The Safe Haven Baby Box is an extension of the Safe Haven law, which allows parents to give up a newborn without the risk of arrest or prosecution. The box is a climate-controlled baby safe that sends an alarm to first responders within seconds of an infant being left inside. The parent is able to remain unseen, while the baby is kept in a place that is safety-tested and not out in the elements.
There are now six Safe Haven Baby Boxes in Indiana, with the most recent addition in Carmel at Douglas Callahan Fire Department Station 45. Last July, the first Central Indiana baby box was installed at the Decatur Township Fire Department.
The organization also provides a 24-hour hotline that has taken over 3,000 calls from mothers across the country. The majority of mothers are calling about the Safe Haven Baby Boxes, but when they call they are also provided with a variety of resources on topics like adoption and housing so that they can make the best choice for themselves and their infant.
The organization’s history
The organization that provides the boxes was founded by Monica Kelsey, who was abandoned as a baby. Her website says, “Monica has made it her personal mission to educate others on the Safe Haven Law and to do whatever it takes to save the lives of innocent babies from being abandoned. The baby boxes takes the face-to-face-interaction out of the surrender and protects the mother from being seen.”
The organization’s logo includes a footprint belonging to an infant by the name of Amelia Grace Hope. She was found dead in Eagle Creek Woods in Indianapolis in December 2014. She was full term, with the placenta still attached. The baby was given a name and her actual footprint serves as Safe Haven Baby Boxes’ logo.
Does it work?
Since 1999, 3,500 newborns have been safely surrendered through Safe Haven laws nationwide. Unfortunately, more than 1,400 have been found abandoned in that same time period, with only about a third of those found alive.

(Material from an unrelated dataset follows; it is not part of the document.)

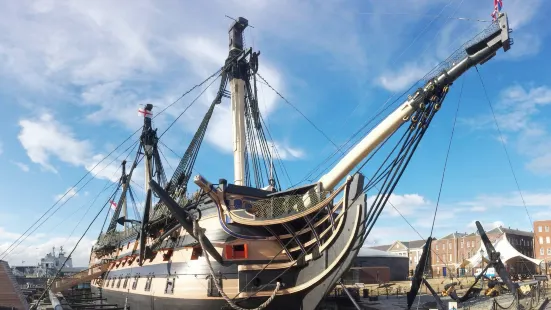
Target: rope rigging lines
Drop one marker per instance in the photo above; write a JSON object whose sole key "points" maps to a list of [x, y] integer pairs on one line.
{"points": [[63, 200], [505, 149]]}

However, in Indiana where the Safe Haven Baby Boxes exist, no infants have been found or abandoned since the organization began installing the baby safes in 2016.
While the safe haven law exists in every state, statistics show that for some, looking another person in the face can be too much to bear as a person hands over their infant. The organization tracked 18 cases in 2015 where a baby was left on the doorstep of a Safe Haven location. Two of the babies died by the time they were found, and it seems likely that if a baby box was available, there may have been a different outcome.
What you can do
Contact your local representatives. Indiana, Ohio, and Pennsylvania are currently the only states to have enacted specific legislation to make these boxes legal and available. All 50 states offer Safe Haven locations that include hospitals, fire stations, and police stations but the remaining states do not allow for the same level of anonymity. If you live in a state that has not yet made these boxes legal, you can let your representatives know that you’d like to see the laws change.
Make a Donation. Safe Haven Baby Boxes cost $10,000 for a lifetime lease. There are additional costs each year for maintenance and keeping up with the latest technologies. Donations can be made here.
Spread the word. If you or someone you know needs help, you can call the 24-hour hotline 1-866-99BABY1.